Les déclarations d'Emmanuel Macron dans un message de soutien au président algérien ont fortement irrité l'opposition algérienne  

De fortes critiques en Algérie contre Emmanuel Macron  

PHOTO/REUTERS - PHOTO/REUTERS - Le président algérien Abdelmadjid Tebboune 

La première vague de COVID-19 avait mis fin aux manifestations en Algérie ; la deuxième vague a plongé l'État algérien dans la léthargie. 28 jours après son admission à l'hôpital militaire d'Aïn Naadja près d'Alger et son évacuation vers l'Allemagne le 28 octobre, le président Abdelmadjid Tebboune n'est toujours pas réapparu dans la sphère publique. Sa dernière apparition publique remonte au 15 octobre, pour l'instant sa santé est le plus grand secret d'État.  

Dans une interview accordée au magazine Jeune Afrique le 20 novembre, le président français a déclaré : "Je ferai tout ce qui est en mon pouvoir pour aider le président Tebboune dans cette période de transition. Il est courageux (...) On ne change pas un pays, des institutions et des structures de pouvoir en quelques mois".  

L'engagement du président français Emmanuel Macron de "tout faire" pour aider son homologue Abdelmadjid Tebboune "pour que la transition en Algérie soit réussie" a été sévèrement critiqué dans les rangs de l'opposition, qui l'a perçu comme une "ingérence" dans les affaires du pays.  

“M. Macron se croit autorisé à distribuer des certificats de légitimité aux dirigeants des peuples indigènes que nous sommes", a condamné le Rassemblement pour la culture et la démocratie (RCD), l'un des principaux partis laïques d'opposition.  

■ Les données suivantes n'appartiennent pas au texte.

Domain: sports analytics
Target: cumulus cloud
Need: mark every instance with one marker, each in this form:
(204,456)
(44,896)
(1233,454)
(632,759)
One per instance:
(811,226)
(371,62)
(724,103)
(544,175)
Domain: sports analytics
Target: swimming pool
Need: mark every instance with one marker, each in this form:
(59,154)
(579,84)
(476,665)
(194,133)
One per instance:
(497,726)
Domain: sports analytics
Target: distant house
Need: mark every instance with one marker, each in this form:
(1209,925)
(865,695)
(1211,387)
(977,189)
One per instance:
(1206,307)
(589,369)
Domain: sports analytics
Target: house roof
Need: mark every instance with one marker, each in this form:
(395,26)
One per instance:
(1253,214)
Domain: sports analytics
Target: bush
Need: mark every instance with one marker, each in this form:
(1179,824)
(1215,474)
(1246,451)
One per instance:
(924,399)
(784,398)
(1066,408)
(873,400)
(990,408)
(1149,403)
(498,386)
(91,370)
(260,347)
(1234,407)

PHOTO/AFP -Emmanuel Macron, presidente francés 

"Il y a aussi des choses qui ne sont pas dans nos règles et que nous aimerions voir changer", a déclaré le chef de l'Etat français, en référence aux arrestations des militants de Hirak et à la situation des médias critiquée par les ONG algériennes et internationales. "Je ne suis jamais dans la position d'un orateur ou d'une invective. L'Algérie est un grand pays. L'Afrique ne peut pas réussir sans l'Algérie", a-t-il déclaré. 

"Dans le cas de l'Algérie, elle s'autorise à délivrer un certificat de confiance au chef de l'Etat (...). Ce n'est pas une simple ingérence, mais la révélation que la France est en charge d'une feuille de route pour notre pays", a accusé le parti RCD dans un communiqué publié à Alger.  

L'express politique Karim Tabou, président de l'Union démocratique et sociale (parti non légalisé) et figure du mouvement de protestation contre le régime (Hirak), va plus loin et qualifie la France de "raciste" : "Une France qui ne veut pas accepter que des forces démocratiques, une jeunesse émancipée, une jeunesse capable de contester le sous-développement puissent émerger dans ce pays", cite le quotidien francophone El Watan.  

Le Mouvement de la Société pour la Paix (MSP), principal parti islamiste, a pour sa part sanctionné une France qui "se retire" de la scène internationale et qui "n'a pas honte de revenir à ses vieilles habitudes d'ingérence dans les affaires intérieures de ses anciennes colonies".  

La presse algérienne, pour sa part, est très critique à l'égard de ces déclarations qui ravivent les vieux souvenirs d'un passé colonialiste. Le quotidien arabe Echourouk estime également que les propos du président français ont ravivé "la controverse sur l'ingérence française".   

"Paris pèse lourdement sur l'espace régional auquel appartient l'Algérie (...). Parfois, cette influence va jusqu'à confondre coopération et ingérence", écrit le quotidien francophone Liberté, proche de l'opposition. "Elle livre aujourd'hui un pur extrait de la pensée néocoloniale", déplore le chroniqueur de Liberté Mustapha Hammouche.  

En affirmant que "la France a fait beaucoup de gestes" et que l'important est "de faire un travail historique et de réconcilier les mémoires" au lieu de "s'excuser", M. Macron a "mis des limites au processus actuel qu'il a engagé avec son homologue algérien", analyse El Khabar.